Nichols’ alleged kidnapping victim, Wurst, is Chief Judge of the 25th Judicial District.

It also was later testified by Travis Stoppel, a technical trooper with the Kansas Highway Patrol, that the Wurst incident drew the presence of 23 patrolmen, three of which were local, and others who traveled from other parts of the state. The same incident required almost every resource at the disposal of the Garden City Police Department, according to testimony on Wednesday by Patrol Sergeant E.J. Ochs.

Domme played a second video of Wurst’s alleged kidnapping, captured by a device embedded in Nichols’ watch. The video portrayed moments before and after those depicted in the video shown on Wednesday, such as Nichols knocking first on the door of Deanna Berry, next-door neighbor to the Wursts and executive director of Russell Child Development Center.

Nichols had seemingly staked out Berry’s house by mistake in his white pickup the day prior, according to testimony on Wednesday by neighbors.

The video also showed Nichols placing the Wursts under what he considered to be citizen’s arrest. He said after binding Wurst that, “I have never done this before,” and that he was “a little nervous, a little scared.”

“Ma’am, your husband is not in any danger, but my liberties are,” Nichols said in the video. 

He also asked Mrs. Wurst in the video if Judge Wurst required any medications, and later told Mrs. Wurst that she had no reason to remain in the house.

In the latter portion of the video, Wurst spent extended periods of time in an ostensible state of repose, with his hands resting behind his head after the plastic zip ties that had previously bound him were cut.

Testimony by Caitlin Moser, the mother of Nichols’ son, focused on a letter Nichols had a relative deliver to Moser that contained the last of his money — $729. He also left her a cellphone with images of their son when he was a newborn.

In the letter, written before the alleged kidnapping, Nichols states, “I refuse to live another day of economic slavery. I’ve done a lot of things that I’m not proud of, but I will never be ashamed for defending my liberties, because without them I’m nothing ...”

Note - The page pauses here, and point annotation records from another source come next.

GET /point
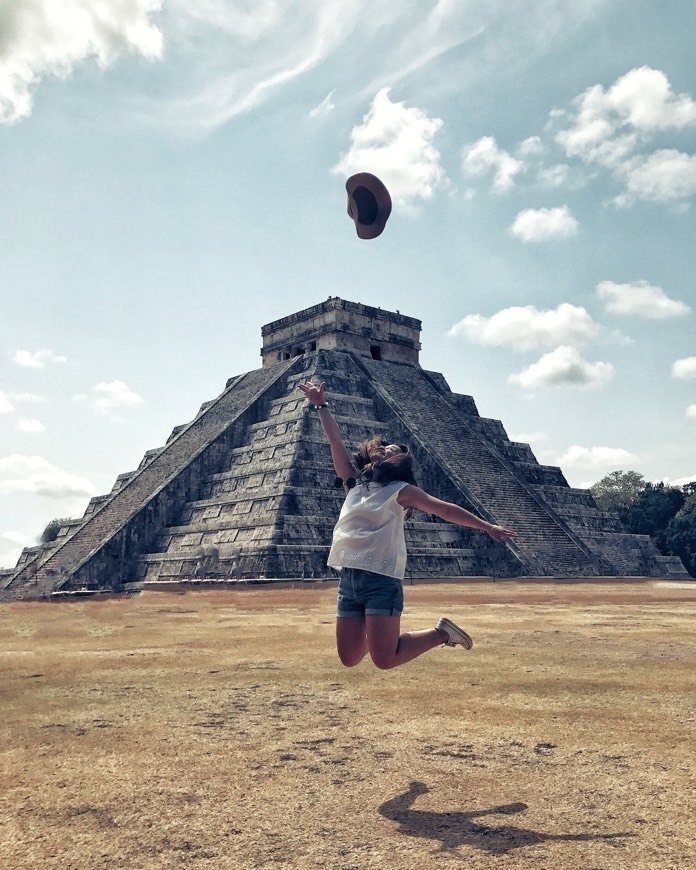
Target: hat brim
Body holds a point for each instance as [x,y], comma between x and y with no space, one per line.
[382,198]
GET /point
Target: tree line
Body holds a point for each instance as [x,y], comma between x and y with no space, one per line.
[666,513]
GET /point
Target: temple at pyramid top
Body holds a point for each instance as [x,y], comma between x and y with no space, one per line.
[245,490]
[340,325]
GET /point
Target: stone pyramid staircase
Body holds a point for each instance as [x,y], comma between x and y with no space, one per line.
[245,491]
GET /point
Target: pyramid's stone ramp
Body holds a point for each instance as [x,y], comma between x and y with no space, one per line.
[545,544]
[102,551]
[270,508]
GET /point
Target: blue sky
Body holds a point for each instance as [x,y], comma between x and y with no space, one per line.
[171,179]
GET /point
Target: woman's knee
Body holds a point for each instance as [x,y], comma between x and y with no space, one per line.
[383,661]
[350,659]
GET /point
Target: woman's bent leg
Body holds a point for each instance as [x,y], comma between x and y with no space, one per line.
[351,641]
[389,648]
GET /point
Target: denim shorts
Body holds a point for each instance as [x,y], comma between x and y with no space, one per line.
[365,593]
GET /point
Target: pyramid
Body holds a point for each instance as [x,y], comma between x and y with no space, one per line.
[245,491]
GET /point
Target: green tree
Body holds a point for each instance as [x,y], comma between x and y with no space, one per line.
[679,536]
[618,490]
[652,511]
[50,533]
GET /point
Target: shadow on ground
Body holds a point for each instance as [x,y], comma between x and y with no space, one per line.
[454,829]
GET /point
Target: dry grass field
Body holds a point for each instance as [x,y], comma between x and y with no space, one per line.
[218,730]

Moser cried as she read the letter on the witness stand for the prosecution.

Nichols had stated in a previous unrelated court hearing that the tax garnishments issued by the KDR had limited his ability to pay his child support. Nichols told GCPD Detective Freddie Strawder in an interview after his apprehension that he was homeless, had no mailing address and no working phone.

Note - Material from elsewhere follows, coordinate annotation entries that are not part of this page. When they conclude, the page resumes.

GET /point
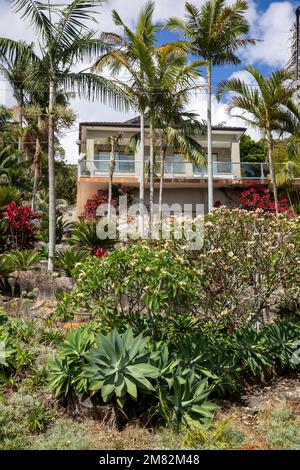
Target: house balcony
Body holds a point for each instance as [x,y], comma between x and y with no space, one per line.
[128,171]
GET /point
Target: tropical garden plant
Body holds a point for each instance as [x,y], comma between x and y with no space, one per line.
[213,33]
[269,107]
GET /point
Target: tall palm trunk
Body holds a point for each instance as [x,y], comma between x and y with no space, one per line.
[142,175]
[272,171]
[52,204]
[111,175]
[161,183]
[209,142]
[151,170]
[20,140]
[36,171]
[36,165]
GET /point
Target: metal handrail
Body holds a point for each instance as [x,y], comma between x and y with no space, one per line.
[175,169]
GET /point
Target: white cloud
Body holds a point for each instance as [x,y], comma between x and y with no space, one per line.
[273,29]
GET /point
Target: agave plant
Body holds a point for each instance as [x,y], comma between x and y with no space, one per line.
[66,260]
[22,260]
[282,338]
[186,403]
[120,366]
[65,370]
[251,352]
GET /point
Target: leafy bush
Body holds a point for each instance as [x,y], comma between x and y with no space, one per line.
[66,369]
[66,260]
[282,340]
[186,402]
[120,366]
[63,227]
[22,260]
[8,194]
[246,261]
[141,284]
[84,235]
[260,197]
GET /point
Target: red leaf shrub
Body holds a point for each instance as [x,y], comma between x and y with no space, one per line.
[99,251]
[257,196]
[22,224]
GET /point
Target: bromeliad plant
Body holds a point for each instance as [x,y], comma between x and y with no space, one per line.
[119,367]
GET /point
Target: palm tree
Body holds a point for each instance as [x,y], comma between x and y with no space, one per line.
[113,141]
[286,156]
[169,82]
[123,55]
[65,40]
[268,106]
[214,32]
[179,130]
[14,66]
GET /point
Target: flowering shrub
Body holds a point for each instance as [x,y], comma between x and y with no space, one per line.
[137,284]
[22,224]
[260,197]
[247,261]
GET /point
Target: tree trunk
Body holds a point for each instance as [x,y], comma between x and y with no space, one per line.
[209,143]
[111,174]
[142,176]
[272,171]
[52,197]
[161,183]
[151,189]
[36,171]
[20,140]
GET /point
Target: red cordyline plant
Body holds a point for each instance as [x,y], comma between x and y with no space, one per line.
[260,197]
[99,251]
[22,224]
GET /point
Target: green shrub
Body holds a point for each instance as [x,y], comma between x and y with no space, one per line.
[7,195]
[66,369]
[282,338]
[66,260]
[186,402]
[119,366]
[84,235]
[144,286]
[246,260]
[22,260]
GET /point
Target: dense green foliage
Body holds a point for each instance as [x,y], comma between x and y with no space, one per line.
[252,151]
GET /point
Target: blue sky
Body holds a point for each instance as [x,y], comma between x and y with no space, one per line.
[270,22]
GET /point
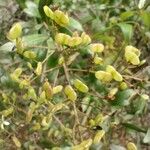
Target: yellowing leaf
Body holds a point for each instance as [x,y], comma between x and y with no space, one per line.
[71,94]
[81,86]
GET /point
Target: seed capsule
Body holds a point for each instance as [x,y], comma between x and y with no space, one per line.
[98,60]
[49,13]
[81,86]
[61,18]
[85,38]
[74,41]
[99,135]
[103,76]
[48,90]
[29,54]
[97,47]
[57,89]
[131,146]
[123,86]
[15,31]
[62,38]
[71,94]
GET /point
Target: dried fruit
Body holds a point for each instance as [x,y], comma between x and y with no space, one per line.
[80,86]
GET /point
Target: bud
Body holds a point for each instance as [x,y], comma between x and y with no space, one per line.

“Lock me up for the rest of my life,” Nichols told Strawder during the taped interview. “Because in a society that doesn’t respect our basic liberties, I can’t function in it. I’m not going to survive in it.”

Other witnesses called included Kansas Bureau of Investigation Special Agent and former GCPD Police Chief James Hawkins; GCPD Detective Larry Watson; GCPD Detective Clint Brock; and Gina Nichols, mother of Jason Nichols.

The trial was scheduled to resume today at 8:30 a.m.